When the COVID-19 lockdown was first announced, Kempsey South Public School principal, Paul Byrne, could see that it would be no ordinary school term.
As the virus spread, school assemblies, presentation nights, excursions, travel, sports carnivals and other public events were being cancelled, and lesson plans were quickly being shifted online.
But while many aspects of his school’s daily operations began to see unprecedented disruptions, Byrne and his leadership team were not going to let the health and wellbeing of its student community fall by the wayside.
In addition to providing families with breakfast and fruit supplies, the school remained in constant contact with families via phone calls, SMS and online meetings by Class Teachers, Aboriginal Education Officers and Student Learning Support Officers.
“This ensured that we could maintain a strong presence of support throughout,” Byrne told The Educator.
“We sourced additional technology, including internet access, and delivered it to our families, along with remote learning packs, during regular home visits from all staff”.

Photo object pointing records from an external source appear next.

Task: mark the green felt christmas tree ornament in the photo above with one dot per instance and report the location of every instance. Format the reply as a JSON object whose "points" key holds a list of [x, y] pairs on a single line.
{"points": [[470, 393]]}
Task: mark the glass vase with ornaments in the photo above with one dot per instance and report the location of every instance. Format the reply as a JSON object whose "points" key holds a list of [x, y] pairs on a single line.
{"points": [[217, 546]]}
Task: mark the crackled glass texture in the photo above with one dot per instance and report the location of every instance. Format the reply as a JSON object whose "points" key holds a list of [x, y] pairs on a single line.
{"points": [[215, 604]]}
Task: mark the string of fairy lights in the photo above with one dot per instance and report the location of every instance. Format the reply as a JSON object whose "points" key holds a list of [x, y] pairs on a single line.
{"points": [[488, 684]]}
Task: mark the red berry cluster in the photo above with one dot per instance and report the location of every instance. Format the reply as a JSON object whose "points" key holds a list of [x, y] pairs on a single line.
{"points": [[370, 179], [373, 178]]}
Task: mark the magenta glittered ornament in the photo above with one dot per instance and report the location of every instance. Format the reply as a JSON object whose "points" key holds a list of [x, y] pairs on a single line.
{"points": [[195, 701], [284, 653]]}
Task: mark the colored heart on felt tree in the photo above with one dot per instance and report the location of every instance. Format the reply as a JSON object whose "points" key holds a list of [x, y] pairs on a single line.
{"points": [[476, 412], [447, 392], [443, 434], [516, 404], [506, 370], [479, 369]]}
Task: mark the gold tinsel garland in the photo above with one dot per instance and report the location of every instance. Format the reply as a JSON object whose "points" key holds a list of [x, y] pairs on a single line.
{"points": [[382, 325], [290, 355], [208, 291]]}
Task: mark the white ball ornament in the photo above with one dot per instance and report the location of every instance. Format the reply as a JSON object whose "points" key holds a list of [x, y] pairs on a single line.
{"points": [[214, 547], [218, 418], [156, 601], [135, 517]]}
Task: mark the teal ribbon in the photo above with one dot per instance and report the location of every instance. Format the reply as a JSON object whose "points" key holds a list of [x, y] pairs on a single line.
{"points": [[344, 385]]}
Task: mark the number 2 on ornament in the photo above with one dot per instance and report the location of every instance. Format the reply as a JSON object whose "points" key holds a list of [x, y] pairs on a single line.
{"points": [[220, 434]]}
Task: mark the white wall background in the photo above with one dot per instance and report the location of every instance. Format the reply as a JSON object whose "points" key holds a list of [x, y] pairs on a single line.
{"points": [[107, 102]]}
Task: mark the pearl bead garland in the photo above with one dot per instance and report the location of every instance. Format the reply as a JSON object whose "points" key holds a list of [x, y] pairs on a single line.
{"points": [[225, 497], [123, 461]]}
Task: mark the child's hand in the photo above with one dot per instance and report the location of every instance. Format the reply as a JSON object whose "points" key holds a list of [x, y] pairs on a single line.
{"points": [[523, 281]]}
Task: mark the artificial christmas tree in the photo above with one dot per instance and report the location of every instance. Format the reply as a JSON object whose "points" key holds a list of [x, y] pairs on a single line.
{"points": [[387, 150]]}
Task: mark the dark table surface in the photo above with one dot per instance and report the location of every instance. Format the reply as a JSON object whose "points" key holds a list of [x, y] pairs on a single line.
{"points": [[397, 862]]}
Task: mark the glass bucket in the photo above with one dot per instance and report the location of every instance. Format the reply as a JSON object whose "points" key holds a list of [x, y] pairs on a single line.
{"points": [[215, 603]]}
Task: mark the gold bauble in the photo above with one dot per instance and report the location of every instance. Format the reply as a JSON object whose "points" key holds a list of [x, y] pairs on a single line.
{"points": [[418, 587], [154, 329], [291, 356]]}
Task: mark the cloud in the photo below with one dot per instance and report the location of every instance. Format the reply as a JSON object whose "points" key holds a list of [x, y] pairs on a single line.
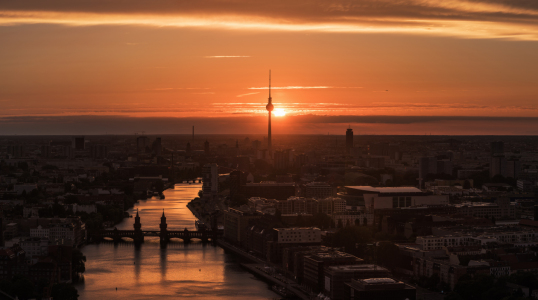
{"points": [[515, 19], [171, 89], [226, 56], [247, 94], [309, 124], [302, 87]]}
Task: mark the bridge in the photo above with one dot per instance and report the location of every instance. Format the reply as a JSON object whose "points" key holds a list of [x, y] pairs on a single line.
{"points": [[137, 235]]}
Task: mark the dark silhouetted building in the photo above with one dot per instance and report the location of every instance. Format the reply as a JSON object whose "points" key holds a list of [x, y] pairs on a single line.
{"points": [[78, 143], [349, 140], [269, 190], [379, 289]]}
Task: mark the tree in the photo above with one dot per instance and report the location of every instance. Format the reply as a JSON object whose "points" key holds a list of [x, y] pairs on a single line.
{"points": [[64, 291]]}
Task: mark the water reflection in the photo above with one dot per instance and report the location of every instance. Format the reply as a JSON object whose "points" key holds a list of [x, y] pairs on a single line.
{"points": [[181, 270]]}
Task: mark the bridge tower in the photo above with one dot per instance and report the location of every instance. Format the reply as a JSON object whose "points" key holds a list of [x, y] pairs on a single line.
{"points": [[138, 234], [164, 232]]}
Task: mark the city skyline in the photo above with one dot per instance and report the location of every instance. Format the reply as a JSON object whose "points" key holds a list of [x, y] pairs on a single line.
{"points": [[457, 67]]}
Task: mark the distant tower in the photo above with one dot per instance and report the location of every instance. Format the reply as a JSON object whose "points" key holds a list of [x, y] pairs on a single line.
{"points": [[206, 147], [269, 108], [349, 140], [139, 236], [163, 234]]}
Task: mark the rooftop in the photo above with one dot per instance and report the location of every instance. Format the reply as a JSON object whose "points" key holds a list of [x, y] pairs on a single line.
{"points": [[354, 268], [403, 189]]}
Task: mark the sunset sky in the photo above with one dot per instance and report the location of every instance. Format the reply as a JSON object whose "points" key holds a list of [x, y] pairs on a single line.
{"points": [[381, 66]]}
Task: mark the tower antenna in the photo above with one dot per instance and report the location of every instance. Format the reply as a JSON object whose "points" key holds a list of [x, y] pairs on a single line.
{"points": [[269, 108], [269, 85]]}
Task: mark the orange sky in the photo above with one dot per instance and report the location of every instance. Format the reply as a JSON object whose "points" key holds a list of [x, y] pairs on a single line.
{"points": [[211, 59]]}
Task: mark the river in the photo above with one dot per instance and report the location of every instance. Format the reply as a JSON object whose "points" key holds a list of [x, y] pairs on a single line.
{"points": [[194, 270]]}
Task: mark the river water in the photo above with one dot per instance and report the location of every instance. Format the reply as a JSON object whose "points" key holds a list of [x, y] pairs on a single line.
{"points": [[194, 270]]}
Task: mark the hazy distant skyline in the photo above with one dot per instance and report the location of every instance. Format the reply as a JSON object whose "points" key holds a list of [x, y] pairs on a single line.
{"points": [[463, 61]]}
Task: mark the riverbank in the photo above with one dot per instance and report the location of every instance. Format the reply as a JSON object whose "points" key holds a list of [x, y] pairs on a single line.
{"points": [[193, 270], [269, 273]]}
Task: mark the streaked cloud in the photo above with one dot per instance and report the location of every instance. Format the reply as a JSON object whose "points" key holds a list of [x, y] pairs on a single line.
{"points": [[171, 89], [310, 124], [514, 19], [301, 87], [226, 56], [247, 94]]}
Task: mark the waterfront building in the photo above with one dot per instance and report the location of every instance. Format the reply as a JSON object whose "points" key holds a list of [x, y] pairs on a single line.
{"points": [[379, 289], [210, 178], [336, 277]]}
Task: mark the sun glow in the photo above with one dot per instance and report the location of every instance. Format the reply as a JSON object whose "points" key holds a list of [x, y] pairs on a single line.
{"points": [[279, 112]]}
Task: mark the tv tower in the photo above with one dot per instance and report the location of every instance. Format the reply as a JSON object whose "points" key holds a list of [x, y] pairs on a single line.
{"points": [[269, 108]]}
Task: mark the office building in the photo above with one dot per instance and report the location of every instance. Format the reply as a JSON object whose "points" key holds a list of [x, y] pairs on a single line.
{"points": [[394, 197], [78, 143], [349, 140], [314, 265], [336, 277], [269, 190], [379, 289], [210, 181], [141, 143], [15, 151]]}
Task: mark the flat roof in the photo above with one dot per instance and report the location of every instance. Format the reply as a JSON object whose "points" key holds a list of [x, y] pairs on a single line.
{"points": [[357, 268], [403, 189]]}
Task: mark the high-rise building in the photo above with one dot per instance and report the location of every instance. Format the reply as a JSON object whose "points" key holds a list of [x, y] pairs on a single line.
{"points": [[282, 159], [206, 147], [427, 165], [141, 143], [513, 168], [497, 148], [497, 166], [157, 146], [269, 108], [15, 150], [98, 151], [210, 178], [45, 151], [78, 143], [349, 140], [188, 148]]}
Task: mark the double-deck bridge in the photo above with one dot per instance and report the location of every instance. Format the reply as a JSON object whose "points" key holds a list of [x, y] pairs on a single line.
{"points": [[137, 235]]}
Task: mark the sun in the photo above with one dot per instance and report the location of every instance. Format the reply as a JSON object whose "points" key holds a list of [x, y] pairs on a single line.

The school’s bus was also utilised to take multiple staff on home visits and trips around the community to show the school’s support during this difficult and challenging time.
“We continued to be highly visible in order to keep the spirits of our children and their families high,” Byrne said.
Byrne said his staff were “extraordinary” in the way they took on the challenge to check in on the wellbeing of all concerned, but also extremely proactive in wanting to upgrade, update and improve our school facilities in order to surprise the school’s students when they eventually returned.
This included painting staircases in the theme of childrens' books, creating serpent and cultural gardens, building a fabulous new sandpit, constructing a ‘bus’ for infants to play on and redecorating classrooms in amazing themes.
“These were just some of the ways our staff jumped in ‘boots and all’ and worked tirelessly to make sure that children re-entering our school grounds after the break felt special and loved”.
No student left behind
A closer look at how the school has been supporting student wellbeing explains why it was recently named a finalist for Best Student Wellbeing Program ahead of the Australian Education Awards 2020.
The school’s ‘Be Well’ strategy incorporates several fun, thoughtful and engaging activities and programs which ensure that all students are included, and their needs are catered for.
These include a gardening and cooking program, a Learning Centre which provides a life and social skills program for at risk students, an art program for girls, drumming sessions, a Breakfast Club, a Yarning Circle with a “chill out zone” and The Shed, where students can participate in hands-on construction activities.
“All kids have the chance to find something that is the right fit for them,” Byrne said.
“Combine all of that with the purchase of a new school bus which our Support Classes primarily access for day trips and incursions to the Hickeys Creek Campus and the heavily subsidised camps and excursions we offer across all Stages, no child ever misses out because of financial hardship or lack of resources”.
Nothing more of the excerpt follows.